The competition was tight, but FCancer narrowly beat Rogen, who finished second by a difference of less than $5,000.

“We are so thrilled to have won the Mozilla Firefox Challenge,” said Cohen. “The really remarkable thing is that thousands of people contributed to our win, and those thousands of people helped fully fund FCancer for 2012. We now enter the new year free to dedicate every minute to creating and implementing the most revolutionary early detection campaigns we can imagine.”

Bush is on FCancer’s board of advisers. Her mother, like Cohen’s, is a cancer survivor who attributes her recovery to early detection.

“Sophia and I were on the phone screaming with excitement in the middle of the night when they put the winner title up,” Cohen said.

In targeting young people, FCancer takes a unique approach. “We talk to the youth. This is big. Too few talk to the youth about cancer because we’re not in the highest risk demographic and we certainly aren’t the large donors. This is a huge mistake. We teach them how to use their phones, program their PVR and how to balance their diets, so why don’t we teach them something that can actually save their lives?”

Generation Y has “an unprecedented sense of responsibility to teach their parents,” Cohen said. “My generation teaches their parents more than any generation ever has. Teaching is the best way to learn, so by teaching our parents, you bet we’re learning, too, and by the time we’re at the age in the highest risk demographic, we’ll be looking for cancer instead of just finding it.”

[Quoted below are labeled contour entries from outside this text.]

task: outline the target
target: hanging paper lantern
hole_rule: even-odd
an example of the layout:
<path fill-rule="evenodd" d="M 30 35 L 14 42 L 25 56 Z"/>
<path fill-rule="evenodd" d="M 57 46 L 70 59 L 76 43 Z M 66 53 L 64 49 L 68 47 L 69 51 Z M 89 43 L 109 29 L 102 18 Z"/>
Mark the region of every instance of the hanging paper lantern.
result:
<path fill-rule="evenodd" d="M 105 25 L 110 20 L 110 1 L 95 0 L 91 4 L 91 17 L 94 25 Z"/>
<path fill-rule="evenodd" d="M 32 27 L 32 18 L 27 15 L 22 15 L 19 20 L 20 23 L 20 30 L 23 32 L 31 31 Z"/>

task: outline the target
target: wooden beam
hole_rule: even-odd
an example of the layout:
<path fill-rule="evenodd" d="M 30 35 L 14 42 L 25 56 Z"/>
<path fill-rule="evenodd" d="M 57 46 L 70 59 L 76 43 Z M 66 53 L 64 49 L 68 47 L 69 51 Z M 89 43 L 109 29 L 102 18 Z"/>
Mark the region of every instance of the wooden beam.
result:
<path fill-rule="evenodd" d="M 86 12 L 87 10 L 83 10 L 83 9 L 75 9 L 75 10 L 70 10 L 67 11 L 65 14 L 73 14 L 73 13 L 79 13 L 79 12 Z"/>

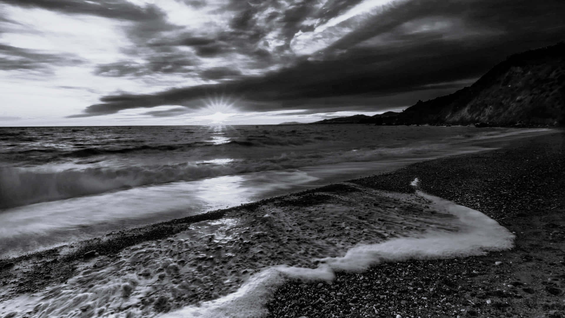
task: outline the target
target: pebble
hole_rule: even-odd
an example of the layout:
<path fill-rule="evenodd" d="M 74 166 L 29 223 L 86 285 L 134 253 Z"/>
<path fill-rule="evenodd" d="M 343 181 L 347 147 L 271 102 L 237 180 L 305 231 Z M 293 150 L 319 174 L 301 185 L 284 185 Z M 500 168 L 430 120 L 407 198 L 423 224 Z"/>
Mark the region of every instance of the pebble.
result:
<path fill-rule="evenodd" d="M 85 259 L 89 259 L 90 257 L 93 257 L 95 256 L 96 256 L 96 251 L 92 250 L 85 253 L 84 255 L 82 255 L 82 257 Z"/>

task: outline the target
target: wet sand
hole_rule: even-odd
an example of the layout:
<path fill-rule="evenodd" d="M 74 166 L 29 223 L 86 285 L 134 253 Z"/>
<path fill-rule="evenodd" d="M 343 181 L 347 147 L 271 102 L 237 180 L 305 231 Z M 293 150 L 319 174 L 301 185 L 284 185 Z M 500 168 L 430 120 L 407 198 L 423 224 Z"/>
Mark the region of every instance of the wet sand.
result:
<path fill-rule="evenodd" d="M 555 134 L 526 140 L 3 260 L 0 312 L 60 315 L 75 307 L 86 316 L 142 313 L 145 308 L 150 309 L 148 314 L 167 312 L 233 291 L 261 267 L 314 267 L 312 259 L 340 255 L 360 242 L 414 235 L 424 232 L 426 225 L 456 230 L 450 227 L 452 222 L 432 217 L 433 211 L 411 212 L 411 207 L 425 207 L 425 202 L 392 193 L 413 193 L 409 184 L 418 178 L 425 192 L 483 212 L 516 232 L 516 248 L 457 260 L 381 264 L 364 274 L 338 273 L 331 286 L 289 282 L 269 303 L 270 316 L 536 316 L 539 312 L 559 316 L 555 315 L 563 310 L 558 298 L 564 287 L 560 280 L 565 278 L 559 276 L 565 269 L 559 214 L 565 206 L 563 137 Z M 405 212 L 401 219 L 395 209 L 399 206 Z M 370 224 L 384 225 L 367 231 Z M 233 235 L 245 231 L 244 236 Z M 342 237 L 334 240 L 335 235 Z M 276 248 L 273 242 L 280 243 Z M 85 257 L 90 251 L 97 255 Z M 496 261 L 502 263 L 495 265 Z M 532 271 L 536 267 L 538 270 Z M 187 277 L 195 272 L 202 274 Z M 114 278 L 99 283 L 108 276 Z M 82 289 L 83 294 L 105 293 L 119 301 L 103 312 L 94 311 L 100 306 L 86 301 L 88 296 L 62 309 L 44 304 L 27 313 L 2 308 L 5 300 L 20 298 L 22 309 L 28 307 L 26 302 L 46 304 L 64 291 L 41 293 L 62 282 L 69 289 Z M 163 289 L 175 296 L 151 294 Z M 527 306 L 521 302 L 524 299 Z M 536 304 L 542 300 L 549 303 Z"/>

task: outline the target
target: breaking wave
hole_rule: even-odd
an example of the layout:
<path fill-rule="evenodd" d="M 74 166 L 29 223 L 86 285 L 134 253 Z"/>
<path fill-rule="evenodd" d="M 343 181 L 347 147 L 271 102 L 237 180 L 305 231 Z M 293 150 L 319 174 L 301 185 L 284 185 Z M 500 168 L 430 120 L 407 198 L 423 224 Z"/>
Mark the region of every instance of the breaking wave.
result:
<path fill-rule="evenodd" d="M 231 141 L 233 143 L 234 141 Z M 185 162 L 160 165 L 98 167 L 63 171 L 0 167 L 0 208 L 175 181 L 350 161 L 371 161 L 433 153 L 445 145 L 297 154 L 283 153 L 228 164 Z M 204 164 L 208 164 L 204 162 Z"/>

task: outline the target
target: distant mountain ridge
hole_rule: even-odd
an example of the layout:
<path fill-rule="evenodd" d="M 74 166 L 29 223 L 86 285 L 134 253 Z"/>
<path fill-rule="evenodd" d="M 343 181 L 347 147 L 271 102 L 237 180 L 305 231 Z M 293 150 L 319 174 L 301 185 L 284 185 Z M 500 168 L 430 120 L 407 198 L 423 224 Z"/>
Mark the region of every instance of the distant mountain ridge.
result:
<path fill-rule="evenodd" d="M 380 124 L 384 123 L 384 118 L 395 117 L 400 113 L 395 111 L 386 111 L 383 114 L 377 114 L 372 116 L 367 115 L 353 115 L 347 117 L 336 117 L 324 119 L 319 122 L 310 123 L 312 124 Z"/>
<path fill-rule="evenodd" d="M 356 123 L 371 123 L 363 122 L 368 119 L 358 116 L 314 123 L 354 123 L 357 118 L 360 120 Z M 427 101 L 419 101 L 383 123 L 477 123 L 479 126 L 565 126 L 565 43 L 510 55 L 470 87 Z"/>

Cohen said FCancer goes online and uses “edgy, funny and provocative campaigns to break through to the media-saturated generation. This is another thing that sets us apart. Marketing is an invaluable tool to getting people to take action. Our campaigns aim to let people interact with cancer on a different level, through humour and raw emotion.”

At FCancer, “we often talk about the fact that when you’ve lost your sense of humour, you’ve really lost it all. If someone is actually interested in and excited about what they’re learning, they’re going to remember it, and share it with their network. What better way to interact with Gen Y than by using humour and wit?”

Cohen said she’s learned that the supporters with the most to laugh about are actually those who have gone through cancer themselves. “They’re sick of the pity, the sad looks, or the expectation that they’re meant to say certain things or act in a specific way. Instead of expecting them to be gracious and humble, Fuck Cancer opens up a realm which lets them get pissed off, or even find something absolutely hilarious about the situation.”

Many of the earliest warning signs of cancer are seemingly benign and highly embarrassing, Cohen said. “Most people won’t talk about uncomfortable early warning signs like nipple leakage, bloating, or painful ejaculation, but they will joke about them, which opens the door to education and conversation. To make a real change, we have to be interested and engaged.”

Going forward, Cohen said she hopes FCancer can continue to grow and educate. “We are going to be the generation that puts an end to late-stage cancer diagnosis. In the same way there have been paradigm shifts in how people perceive drinking and driving, smoking and global warming, this movement will flip the switch on how we think of cancer.”